Vue depuis la falaise du Suicide sur la côte nord de Saipan et les eaux turquoise du récif
← Micronesia

Saipan

"Saipan vous force à tenir deux histoires à la fois dans vos mains, et ne s'excuse pour aucune des deux."

L'ancienne capitale japonaise du mandat du Pacifique, où plages de débarquement, bars karaoké et falaise du suicide se côtoient à quelques kilomètres les uns des autres.

Saipan est un endroit étrange et stratifié, et je ne crois pas l’avoir pleinement apprécié avant mon deuxième jour sur place. C’est la capitale du Commonwealth des îles Mariannes du Nord, un territoire américain, mais avant 1944 c’était le cœur administratif de tout le mandat des mers du Sud du Japon — le siège du gouvernement colonial japonais sur toute cette étendue de Micronésie — et les ruines de cette période, ainsi que les vestiges de la bataille féroce qui y a mis fin, sont partout dès qu’on commence à regarder, côtoyant une bande balnéaire moderne de resorts construite en grande partie pour des touristes japonais, coréens et chinois venus pour des raisons bien différentes.

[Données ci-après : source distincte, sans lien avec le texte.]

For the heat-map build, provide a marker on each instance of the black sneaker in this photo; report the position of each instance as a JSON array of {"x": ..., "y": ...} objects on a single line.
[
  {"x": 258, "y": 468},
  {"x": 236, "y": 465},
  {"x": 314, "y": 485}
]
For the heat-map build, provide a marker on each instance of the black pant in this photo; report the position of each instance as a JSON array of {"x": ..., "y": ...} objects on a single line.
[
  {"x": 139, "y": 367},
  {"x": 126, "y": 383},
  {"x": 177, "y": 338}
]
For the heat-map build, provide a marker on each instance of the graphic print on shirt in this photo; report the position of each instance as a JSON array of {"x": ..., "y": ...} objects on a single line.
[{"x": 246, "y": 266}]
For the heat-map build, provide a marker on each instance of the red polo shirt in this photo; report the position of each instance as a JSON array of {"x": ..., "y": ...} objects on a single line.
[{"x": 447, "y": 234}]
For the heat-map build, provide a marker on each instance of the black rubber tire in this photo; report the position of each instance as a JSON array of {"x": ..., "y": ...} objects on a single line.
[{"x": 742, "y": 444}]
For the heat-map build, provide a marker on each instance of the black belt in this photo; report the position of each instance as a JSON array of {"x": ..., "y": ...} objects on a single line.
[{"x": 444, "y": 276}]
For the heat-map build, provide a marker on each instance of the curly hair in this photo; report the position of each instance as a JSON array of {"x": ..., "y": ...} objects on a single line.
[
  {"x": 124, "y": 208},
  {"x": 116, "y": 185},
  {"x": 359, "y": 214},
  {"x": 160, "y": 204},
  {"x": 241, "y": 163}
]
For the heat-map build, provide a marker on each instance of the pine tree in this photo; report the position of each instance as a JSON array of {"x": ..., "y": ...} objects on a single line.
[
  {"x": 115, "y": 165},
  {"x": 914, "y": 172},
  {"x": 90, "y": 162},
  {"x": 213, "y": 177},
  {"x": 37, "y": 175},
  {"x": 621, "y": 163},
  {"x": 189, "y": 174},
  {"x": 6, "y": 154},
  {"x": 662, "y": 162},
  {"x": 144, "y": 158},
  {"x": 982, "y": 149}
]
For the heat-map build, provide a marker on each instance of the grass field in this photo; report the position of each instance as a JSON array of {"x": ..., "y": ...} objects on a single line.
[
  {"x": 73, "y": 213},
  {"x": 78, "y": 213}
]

Canon d'artillerie japonais rouillé surplombant les plages de débarquement de Saipan avec le récif visible au large

J’ai conduit jusqu’à la falaise du Suicide et à la falaise Banzai, à la pointe nord de l’île, où en juillet 1944, dans les derniers jours de la bataille, des milliers de civils et de soldats japonais ont sauté dans le vide plutôt que de se rendre, croyant la propagande américaine sur ce que signifierait leur capture. Il y a désormais des plaques commémoratives en japonais, en coréen et en anglais, et l’ambiance sur les deux sites est lourde d’une manière difficile à décrire sans paraître mélodramatique — je suis resté longtemps au bord, regardant un récif turquoise qui n’a rien à voir avec ce qui s’est passé là, et j’ai trouvé presque impossible de réconcilier la beauté du lieu et le poids de son histoire. À proximité, le dernier poste de commandement — un bunker de quartier général japonais criblé de trous de balles — se trouve à moitié englouti par la jungle, ouvert à quiconque veut le traverser à pied.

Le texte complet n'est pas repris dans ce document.